Section 23.3
Packets

Bits are organized into packets, which are just abstract divisions of the bit stream in time. A packet is a kind of data structure, like a Pascal record or a C struct. It is broken into logical units, each of which has a predefined length and a set meaning. Fig. 23.3.1 shows a typical packet format.

This packet format has fixed and variable fields. The first 40 bits, called the header, are fixed in length and meaning. The next group of bits, representing the actual data, is variable in length, although it must always be units of 8 since we are transmitting bytes. This isn't always necessary and some protocols are bit-oriented rather than byte-oriented, being able to transmit arbitrary bit streams rather than forcing them to be broken into 8-bit bytes. In order to detect how long this section is, the fixed field immediately before it, which is a 16-bit byte count, must exist and tell how many bytes will follow. 216 is 65,536, so this many bytes can be sent in one packet. Though the data field is variable in length, there is nothing non-deterministic in this packet layout. By reading the first 40 bits the receiver knows exactly what the rest of the packet will look like as it arrives over the wire.

There may be zero or several fields that follow the actual data. These comprise the trailer. In Fig. 23.3.1, the trailer consists of one field that contains a checksum which allows the receiver to determine that the packet was not altered in transmission. Error detecting and error correcting codes used in these checksums form a fascinating subfield of networking and are supported by well-known mathematical theory. We can but mention a few highlights.

The simplest form of error detecting code is parity, which adds a 1 or a 0 in order to make the number of 1s either even or odd, depending upon whether even parity or odd parity is desired. Parity can detect single errors, i.e. occurrences of a single bit in a packet being changed from 1 to 0 or 0 to 1, but it cannot fix such an error. Nor can it detect a double bit error, although it can detect a triple or any odd-numbered error. Thus parity is quite limited.

Two-dimensional parity, as discussed in the exercise, makes it possible to detect and correct single bit errors, but two-bit errors and burst errors (a sequence of bits that have all been altered or some of which have been altered) are still undetected. Fig. 23.3.2 shows a 2-dimensional parity scheme using even parity. A single bit error is detected at the intersection of a row and a column that has an incorrect parity bit.

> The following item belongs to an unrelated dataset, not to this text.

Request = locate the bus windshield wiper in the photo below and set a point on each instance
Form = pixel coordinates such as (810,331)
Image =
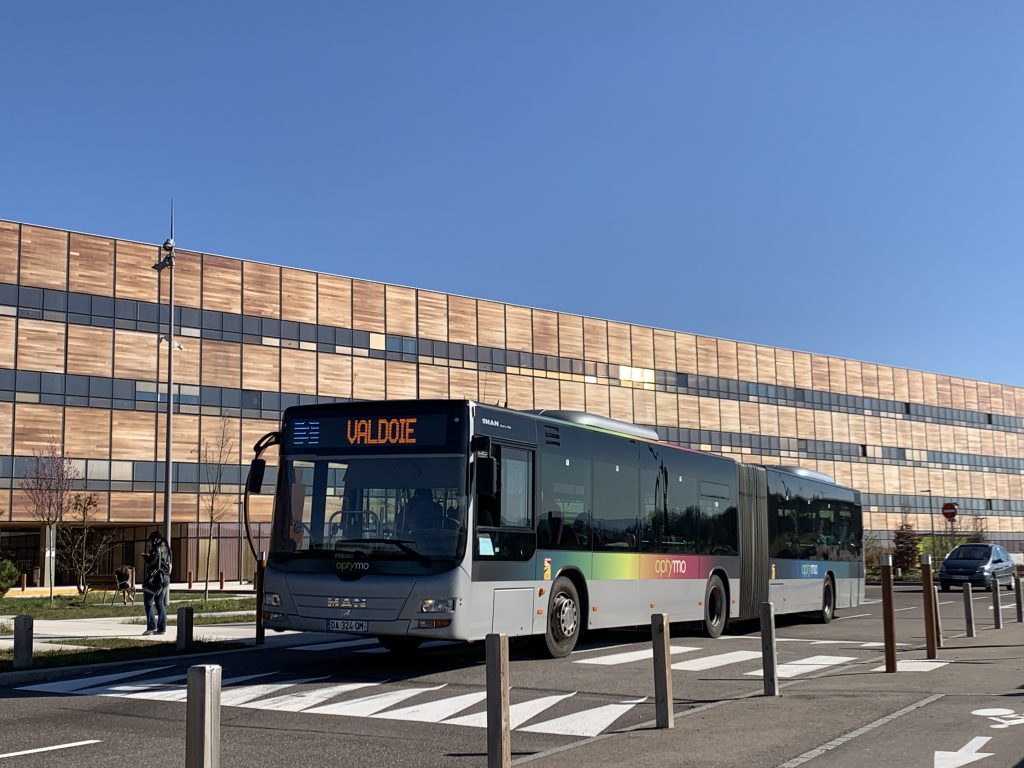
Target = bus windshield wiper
(399,543)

Fig. 23.3.2: 2-dimensional even parity is able to detect and fix single errors

Of course the bits really aren't transmitted in a two-dimensional form. Several methods of actually sequencing the bits onto the wire are possible -- either transmit each column at a time or each row at a time.

One method that is used by some simple protocols is a modulo sum. The ASCII bytes that come across the wire are treated as unsigned 8-bit binary numbers and added into an ongoing sum. Any carry is thrown away, which is identical to taking the 256 modulus of the sum. In fact, this may have been the origin of the term checksum, which combines the purpose (to check for errors) with the method (summing the bytes). A variation of this method used by the TCP protocol is to use the XOR function instead of full binary addition, since XOR is faster.

Checksumming by simple addition or XORing suffers from several weaknesses in that it can fail to detect some kinds of errors. For example, swapping the order of the bytes has no effect on the checksum, since addition and XOR is commutative. Mathematicians study all the various techniques and chart the characteristics of each method, such as how bit errors can it detect, how many can it correct, and how far apart error bits can be in a burst error before the method will break down.

One method that is highly reliable but too complicated for us to study here is called the cyclic redundancy code, or CRC. It uses some interesting number theory involving division of polynomials to come up with the checksums and is extremely accurate. A 16-bit long CRC code can catch all single and double errors in an arbitrarily long transmission sequence, and all burst errors of length 1 through 16, and 99.997% of 17-bit error bursts and 99.998 percent of 18-bit and longer error bursts! Obviously, it is the preferred error code, but it is somewhat complicated to compute in software, which is why it is not used everywhere. Special chips have been developed which can compute it using fast hardware called shift registers.